We are running LibreNMS to monitor a network with alot of sites with switches and routers. The WAN that connects to the routers can be flakey so we get quite a few false positves with devices going down, alerts being sent and then recovering and a recovery being issued quite soon after.
We mostly use email as the transport and we receive alot of device down and recovery emails. This can lead to mistakes as hthe ammount of noice means an operator dosn’t notice a device didn’t issue a recovery email.
We would like to implement something where if the device hasn’t recovered and been acknowledged a higher priority alert is issued so the problem can be escalated. My thinking was to transport it to something like Alerta so that it can be correlated and the priority raised if the state has continued.
I found the folowing when researching if this has all ready been implemented.
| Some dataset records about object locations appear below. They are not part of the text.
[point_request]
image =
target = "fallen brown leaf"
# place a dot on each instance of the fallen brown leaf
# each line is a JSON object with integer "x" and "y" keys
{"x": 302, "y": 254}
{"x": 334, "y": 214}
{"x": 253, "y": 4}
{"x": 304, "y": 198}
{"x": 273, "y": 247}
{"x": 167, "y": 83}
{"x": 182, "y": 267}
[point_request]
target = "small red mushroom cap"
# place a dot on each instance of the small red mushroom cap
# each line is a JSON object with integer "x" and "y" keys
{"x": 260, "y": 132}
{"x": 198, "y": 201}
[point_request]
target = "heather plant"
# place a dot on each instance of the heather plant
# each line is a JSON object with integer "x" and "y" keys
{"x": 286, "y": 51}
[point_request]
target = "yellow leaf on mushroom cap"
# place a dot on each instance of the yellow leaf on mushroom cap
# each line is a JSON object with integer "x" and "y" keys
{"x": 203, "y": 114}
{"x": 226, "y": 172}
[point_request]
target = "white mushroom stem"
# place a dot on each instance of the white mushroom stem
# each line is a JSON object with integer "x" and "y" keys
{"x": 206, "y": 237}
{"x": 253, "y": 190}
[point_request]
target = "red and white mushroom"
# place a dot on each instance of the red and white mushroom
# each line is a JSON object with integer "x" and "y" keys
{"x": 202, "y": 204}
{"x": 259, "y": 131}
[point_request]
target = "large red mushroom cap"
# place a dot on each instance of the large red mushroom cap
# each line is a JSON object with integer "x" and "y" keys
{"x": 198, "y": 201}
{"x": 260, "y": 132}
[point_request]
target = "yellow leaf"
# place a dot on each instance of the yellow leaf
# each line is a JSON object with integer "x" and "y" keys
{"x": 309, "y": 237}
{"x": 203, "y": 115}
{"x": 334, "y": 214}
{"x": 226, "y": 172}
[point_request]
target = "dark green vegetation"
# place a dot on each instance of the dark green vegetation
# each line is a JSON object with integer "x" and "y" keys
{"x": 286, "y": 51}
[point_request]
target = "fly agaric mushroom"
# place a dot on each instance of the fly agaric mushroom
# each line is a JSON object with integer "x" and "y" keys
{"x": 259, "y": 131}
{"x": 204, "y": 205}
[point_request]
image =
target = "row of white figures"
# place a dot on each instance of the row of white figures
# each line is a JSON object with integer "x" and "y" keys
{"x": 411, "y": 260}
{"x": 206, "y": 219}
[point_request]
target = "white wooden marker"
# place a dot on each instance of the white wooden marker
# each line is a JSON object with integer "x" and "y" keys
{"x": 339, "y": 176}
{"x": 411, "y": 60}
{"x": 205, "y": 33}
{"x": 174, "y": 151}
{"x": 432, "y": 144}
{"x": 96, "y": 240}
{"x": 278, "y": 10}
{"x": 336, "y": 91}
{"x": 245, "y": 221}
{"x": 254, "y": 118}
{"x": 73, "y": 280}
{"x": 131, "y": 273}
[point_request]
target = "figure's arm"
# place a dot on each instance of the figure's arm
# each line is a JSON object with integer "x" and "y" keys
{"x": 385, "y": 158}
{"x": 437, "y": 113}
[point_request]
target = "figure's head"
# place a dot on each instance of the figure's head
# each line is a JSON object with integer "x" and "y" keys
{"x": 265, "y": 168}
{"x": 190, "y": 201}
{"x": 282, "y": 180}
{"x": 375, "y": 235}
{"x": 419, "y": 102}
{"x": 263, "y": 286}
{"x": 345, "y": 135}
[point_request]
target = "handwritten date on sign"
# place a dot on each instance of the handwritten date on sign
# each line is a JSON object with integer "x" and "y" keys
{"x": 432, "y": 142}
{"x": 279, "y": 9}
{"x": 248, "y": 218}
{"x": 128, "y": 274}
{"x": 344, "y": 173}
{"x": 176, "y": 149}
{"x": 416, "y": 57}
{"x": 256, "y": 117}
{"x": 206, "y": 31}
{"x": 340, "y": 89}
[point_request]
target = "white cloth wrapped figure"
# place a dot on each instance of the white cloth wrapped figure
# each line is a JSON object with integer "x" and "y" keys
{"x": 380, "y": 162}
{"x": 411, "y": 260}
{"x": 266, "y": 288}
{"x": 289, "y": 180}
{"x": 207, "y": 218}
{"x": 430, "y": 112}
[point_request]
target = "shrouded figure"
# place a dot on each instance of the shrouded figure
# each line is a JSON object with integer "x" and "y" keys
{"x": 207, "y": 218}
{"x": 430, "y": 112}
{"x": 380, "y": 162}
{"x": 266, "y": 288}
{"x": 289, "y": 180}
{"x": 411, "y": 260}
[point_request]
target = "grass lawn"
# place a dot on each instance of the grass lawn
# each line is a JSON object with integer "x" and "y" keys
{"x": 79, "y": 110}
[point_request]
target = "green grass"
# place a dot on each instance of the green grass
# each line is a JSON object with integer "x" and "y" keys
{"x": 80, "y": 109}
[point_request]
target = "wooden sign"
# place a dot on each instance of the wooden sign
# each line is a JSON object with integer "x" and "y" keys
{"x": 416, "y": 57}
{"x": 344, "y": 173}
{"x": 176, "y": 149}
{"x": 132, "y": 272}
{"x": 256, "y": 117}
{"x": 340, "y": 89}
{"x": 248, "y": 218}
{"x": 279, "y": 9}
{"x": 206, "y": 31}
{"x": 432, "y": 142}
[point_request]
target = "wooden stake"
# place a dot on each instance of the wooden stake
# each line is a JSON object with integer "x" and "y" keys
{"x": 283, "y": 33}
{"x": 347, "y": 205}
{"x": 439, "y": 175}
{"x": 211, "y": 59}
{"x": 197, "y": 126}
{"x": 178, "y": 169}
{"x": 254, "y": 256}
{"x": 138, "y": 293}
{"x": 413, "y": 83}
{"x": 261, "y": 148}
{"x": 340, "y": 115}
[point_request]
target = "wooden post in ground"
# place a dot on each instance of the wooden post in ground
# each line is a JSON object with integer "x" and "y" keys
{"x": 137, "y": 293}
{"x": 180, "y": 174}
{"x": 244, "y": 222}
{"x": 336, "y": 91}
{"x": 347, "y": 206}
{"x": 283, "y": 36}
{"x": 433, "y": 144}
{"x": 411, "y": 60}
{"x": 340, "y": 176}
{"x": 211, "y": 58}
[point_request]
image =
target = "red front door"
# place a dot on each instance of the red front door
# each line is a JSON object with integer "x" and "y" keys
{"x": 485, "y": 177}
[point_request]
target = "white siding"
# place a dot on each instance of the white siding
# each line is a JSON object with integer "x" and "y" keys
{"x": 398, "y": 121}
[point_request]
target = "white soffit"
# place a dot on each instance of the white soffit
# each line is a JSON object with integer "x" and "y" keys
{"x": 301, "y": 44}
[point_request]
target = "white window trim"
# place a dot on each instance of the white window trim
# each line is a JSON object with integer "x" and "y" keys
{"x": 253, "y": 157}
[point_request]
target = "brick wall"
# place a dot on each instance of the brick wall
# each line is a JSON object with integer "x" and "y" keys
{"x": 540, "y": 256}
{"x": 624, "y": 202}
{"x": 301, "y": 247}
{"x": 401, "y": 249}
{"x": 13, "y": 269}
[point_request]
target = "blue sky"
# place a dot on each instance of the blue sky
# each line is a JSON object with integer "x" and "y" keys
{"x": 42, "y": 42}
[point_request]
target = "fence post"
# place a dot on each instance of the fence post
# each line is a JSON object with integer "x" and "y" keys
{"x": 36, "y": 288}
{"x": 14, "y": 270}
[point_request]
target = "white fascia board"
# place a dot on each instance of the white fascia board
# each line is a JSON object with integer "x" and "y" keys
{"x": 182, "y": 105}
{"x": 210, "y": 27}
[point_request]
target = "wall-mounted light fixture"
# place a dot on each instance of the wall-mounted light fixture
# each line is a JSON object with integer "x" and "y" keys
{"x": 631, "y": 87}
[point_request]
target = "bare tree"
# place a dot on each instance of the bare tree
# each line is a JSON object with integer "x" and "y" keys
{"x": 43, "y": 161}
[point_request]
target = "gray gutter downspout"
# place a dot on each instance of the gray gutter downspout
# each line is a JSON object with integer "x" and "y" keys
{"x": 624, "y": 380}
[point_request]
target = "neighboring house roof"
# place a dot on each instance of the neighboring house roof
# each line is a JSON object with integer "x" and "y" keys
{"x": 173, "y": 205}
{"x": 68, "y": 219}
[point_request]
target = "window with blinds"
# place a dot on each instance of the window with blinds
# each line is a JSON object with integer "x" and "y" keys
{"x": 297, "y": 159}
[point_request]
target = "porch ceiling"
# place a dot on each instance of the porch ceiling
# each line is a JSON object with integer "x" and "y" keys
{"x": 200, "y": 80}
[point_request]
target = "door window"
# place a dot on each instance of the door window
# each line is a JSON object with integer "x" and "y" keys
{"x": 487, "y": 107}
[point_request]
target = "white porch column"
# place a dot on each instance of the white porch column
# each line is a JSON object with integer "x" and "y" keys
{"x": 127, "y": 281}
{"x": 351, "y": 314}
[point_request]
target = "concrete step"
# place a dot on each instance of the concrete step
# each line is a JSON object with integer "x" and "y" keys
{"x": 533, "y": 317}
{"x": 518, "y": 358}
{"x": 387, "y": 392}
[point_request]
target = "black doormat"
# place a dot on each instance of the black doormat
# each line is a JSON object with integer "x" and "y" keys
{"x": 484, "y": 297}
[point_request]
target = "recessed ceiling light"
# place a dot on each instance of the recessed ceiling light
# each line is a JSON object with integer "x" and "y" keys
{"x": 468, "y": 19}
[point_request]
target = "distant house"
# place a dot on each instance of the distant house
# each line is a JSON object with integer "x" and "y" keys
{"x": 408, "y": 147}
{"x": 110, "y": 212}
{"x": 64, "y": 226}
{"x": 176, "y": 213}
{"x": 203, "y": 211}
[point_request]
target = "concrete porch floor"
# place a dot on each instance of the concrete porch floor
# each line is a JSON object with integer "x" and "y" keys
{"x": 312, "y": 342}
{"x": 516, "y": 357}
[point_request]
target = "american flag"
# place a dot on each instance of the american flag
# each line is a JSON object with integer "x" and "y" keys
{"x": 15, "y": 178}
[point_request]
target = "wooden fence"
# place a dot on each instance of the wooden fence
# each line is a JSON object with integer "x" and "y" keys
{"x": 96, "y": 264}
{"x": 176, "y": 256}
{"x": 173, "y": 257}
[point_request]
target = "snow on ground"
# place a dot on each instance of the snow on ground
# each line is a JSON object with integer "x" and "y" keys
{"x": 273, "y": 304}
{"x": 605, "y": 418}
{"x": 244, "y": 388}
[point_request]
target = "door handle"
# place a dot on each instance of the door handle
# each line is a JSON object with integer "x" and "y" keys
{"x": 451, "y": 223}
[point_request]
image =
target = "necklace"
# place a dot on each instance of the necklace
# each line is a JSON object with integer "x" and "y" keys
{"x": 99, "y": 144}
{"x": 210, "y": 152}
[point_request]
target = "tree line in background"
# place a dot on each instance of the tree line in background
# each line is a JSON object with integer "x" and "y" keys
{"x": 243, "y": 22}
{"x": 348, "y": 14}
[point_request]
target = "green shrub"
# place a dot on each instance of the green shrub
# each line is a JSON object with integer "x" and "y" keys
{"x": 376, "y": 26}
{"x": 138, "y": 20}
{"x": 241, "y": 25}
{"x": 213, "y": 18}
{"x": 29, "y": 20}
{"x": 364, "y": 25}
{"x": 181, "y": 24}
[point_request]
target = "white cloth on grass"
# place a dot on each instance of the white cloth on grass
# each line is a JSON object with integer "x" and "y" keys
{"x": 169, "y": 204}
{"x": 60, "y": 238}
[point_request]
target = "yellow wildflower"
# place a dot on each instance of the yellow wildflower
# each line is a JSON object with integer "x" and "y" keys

Specifically the Routes and the monritoring of alerts themselves if things have been acknowledged. The Github issue shows that some of this functionality was being tested;
I have also seen laf merged the code into the alerts.inc.php
The function that looks interesting is RunFollowUp
/**
Run Follow-Up alerts
@return void
*/
function RunFollowUp()
This appears to keep a track of alerts and work out if they have got better or worse, which we could then use for escaltion purposes.
However, I can’t see this function used anywhere else. So I have a question;
This appears to be in the code but I’m not sure how we go about invoking it.
Can this be done from the Alert Rule builder, a template, some sort of macro? Or do we have need to take this futher with php?
Or, you could increase the alert “delay” to 6m, to cover 2 x SNMP polls, which should greatly decrease false positives.
Not sure on the other question, but i know OpsGenie and other transports have smart features, such as “If not acknowledged in 5 minutes, and after 5pm, ring my mobile” etc which ties into the LibreNMS acknowledgments i think.
Thanks for your comments. We already use delay and have tested with ping only. This still leads to alot of false posititves.
I am looking at other trasnport methods like Alerta but I need to supply the metadata to this to get it to escalate. I am trying to pull this from Libre and get information about the state of the alerts them selves but this dosn’t appear to be tracked, they are very much, triggered or not.
We have also tried to adjust the Ping timeout but as this is a global value when we have increased it it means we dont complete the whole polling run in one cycle. Which leads to other issues.
I appreciate you trying to help but I think think Alert escalation would be very useful and would like to understand where this functionality is currently.